Senses Working Overtime


I'm not sleeping much anymore.  I like to think the speed takes care of that.  It gives me jolts of energy that keep me moving when I'm tired.  Ordinarily, I try not to hit the pills too hard during the day when I'm at my job.  It's different once I'm home — I can drink, and my high is perfect.  But when I'm at work, it's hard to concentrate.  It's so difficult to be still.  My flesh has to work very hard just to stay inside my skin.  I also get afraid I might be having a heart attack.

I make up little rules about the drugs and break them.  No powder, just pills.  No popping before 4:30.  I change the time to 3 pm.  Try to at least hold off until after lunch.  I am hung over and exhausted most mornings, so that seems to work out.  I can't keep anything in my stomach before noon anyway.

It's the same with the drinking in the evenings.  Quit by midnight.  2 am.  C'mon, get some sleep.  But I won't lie down.  I love this feeling so much that I can't bear to be away from it.  I don't want to miss a minute.

This evening, I ran all the way to the parking deck — just to run.  When I got to my car, my throat was burning.  It was like I could eat my own heart.  I think and know these extra thoughts in my brain now that make me feel more alive and interesting.  Life is dangerous and exciting.  I never want to not be doing this.

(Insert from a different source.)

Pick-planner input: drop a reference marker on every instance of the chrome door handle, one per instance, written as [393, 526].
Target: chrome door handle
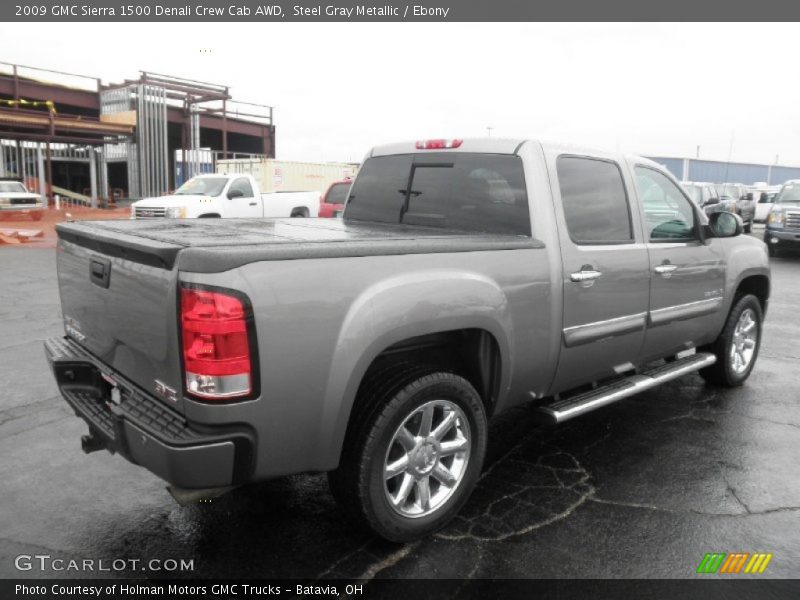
[585, 276]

I cruise along for a little bit and blast the radio.  I want the other drivers to hear the songs I play and admire my taste in music.  I smile and wave at guys as we pass one another.  It's a silly game, and I like the attention.

I pull off the highway and into the liquor store parking lot.  I load up on my usual supplies - beer and wine.  Plus, several ice cold tall boys.  I have to pick up the baby and do a thousand things.

At the counter, an older gentleman stands to my right.  He is dressed for the office, with his tie loosened and sleeves rolled up.  Clearly, he is finished working for the day.  He stares at me as if we know one another.  I smile and pay for my booze.

"I love that smile," he says.  "I followed it all the way here."

His comment makes me uneasy.  I don't know who the fuck this guy is, but he's officially creeping me out.  I slide my stuff across the counter and turn to leave.  He grabs the bottle he's purchased, hustles to the door and holds it open.

"Where to?" he asks.

"I'm going home," I tell him.

"I'll come with you."

"Not tonight."

Shit, shit, shit.  

I walk quickly toward my vehicle.  He follows me, whistling through his teeth.

"Sweet girl, I like what you've got."

I open the passenger door and toss my packages onto the floor.  He presses himself against me, holding my wrist with one hand and my waist with the other.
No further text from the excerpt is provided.